The appeal concerned a request for Andrew Lansley’s ministerial diary at the time that he was Health Secretary. The Department of Health had released some information but withheld much of the diary under a range of exemptions and other means. The Information Commissioner had ordered that much of the information should be disclosed.

The decision of the Tribunal contains some interesting gems. My particular favourite is the argument by the Department that diary entries relating to party political meetings immediately cease to be held by the Department after the meeting has been held. It’s one of those tortuous metaphysical contortions that only government departments appear to be capable of. The Tribunal unsurprisingly gave this short shrift.

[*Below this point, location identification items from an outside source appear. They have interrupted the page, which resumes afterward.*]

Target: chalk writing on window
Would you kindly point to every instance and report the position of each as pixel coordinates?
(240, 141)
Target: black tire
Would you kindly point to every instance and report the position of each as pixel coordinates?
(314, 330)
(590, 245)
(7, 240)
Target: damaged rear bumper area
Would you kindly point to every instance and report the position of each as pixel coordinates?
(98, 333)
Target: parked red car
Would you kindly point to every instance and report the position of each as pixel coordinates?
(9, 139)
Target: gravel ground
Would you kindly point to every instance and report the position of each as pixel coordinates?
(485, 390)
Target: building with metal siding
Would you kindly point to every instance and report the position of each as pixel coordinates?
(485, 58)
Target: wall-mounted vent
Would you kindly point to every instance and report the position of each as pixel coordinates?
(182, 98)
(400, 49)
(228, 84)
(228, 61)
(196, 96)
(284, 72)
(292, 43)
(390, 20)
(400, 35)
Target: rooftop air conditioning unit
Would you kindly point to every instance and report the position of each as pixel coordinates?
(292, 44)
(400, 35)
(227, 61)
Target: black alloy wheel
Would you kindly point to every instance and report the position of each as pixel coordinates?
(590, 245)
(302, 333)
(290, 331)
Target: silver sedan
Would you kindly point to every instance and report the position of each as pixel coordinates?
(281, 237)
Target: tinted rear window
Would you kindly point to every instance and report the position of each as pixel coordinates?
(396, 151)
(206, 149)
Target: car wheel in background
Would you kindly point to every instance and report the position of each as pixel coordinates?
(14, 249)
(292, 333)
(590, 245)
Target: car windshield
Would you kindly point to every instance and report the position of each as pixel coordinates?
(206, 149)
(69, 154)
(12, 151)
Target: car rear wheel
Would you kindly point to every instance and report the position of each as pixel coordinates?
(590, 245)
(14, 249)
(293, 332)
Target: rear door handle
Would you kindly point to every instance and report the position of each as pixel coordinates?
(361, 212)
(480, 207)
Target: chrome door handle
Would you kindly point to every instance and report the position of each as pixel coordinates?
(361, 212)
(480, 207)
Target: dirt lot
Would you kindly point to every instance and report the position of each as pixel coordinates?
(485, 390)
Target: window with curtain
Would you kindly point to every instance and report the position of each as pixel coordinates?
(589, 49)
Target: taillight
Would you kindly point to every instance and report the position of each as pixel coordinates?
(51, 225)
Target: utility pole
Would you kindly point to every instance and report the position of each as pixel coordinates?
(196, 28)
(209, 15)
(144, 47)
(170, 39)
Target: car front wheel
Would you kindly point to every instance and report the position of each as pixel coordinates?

Another argument advanced by the Department was that the Tribunal should defer to its arguments as to the public interest in withholding information under section 35 of FOIA (the exemption for policy formulation). In other words that there was a strong public interest in just accepting the Government’s version of events over anyone else’s. If this approach were to prevail, it would effectively be game over for any future attempt to overturn the use of section 35. Thankfully, the Tribunal was again dismissive of this argument.

I was surprised to realise that this decision was the first concerning disclosure of a ministerial diary at the Tribunal level. Given this, it’s a useful one for all FOI Officers, especially those who work in organisations where politicians exercise an executive role. The key learning points from this case are that:

  • there’s no blanket rule that Ministers’ diaries can’t be disclosed
  • instead, public bodies need to methodically analyse the contents and identify what exemptions might apply to each entry
  • entries covering personal and party political appointments are held – they might well be exempt as personal information for example, but they are held under the definition at s.3
  • regular pro-active publication of the Minister’s meetings and appointments does not satisfy the public interest in disclosure if it excludes certain appointments – for example in this case, quarterly publication of these details excluded video conferences and telephone calls which appeared in the diary.

For a more detailed analysis of the decision, including discussion of the decision’s comments on aggregation of public interest arguments, see Tim Pitt-Payne’s article on 11KBW’s Panopticon Blog.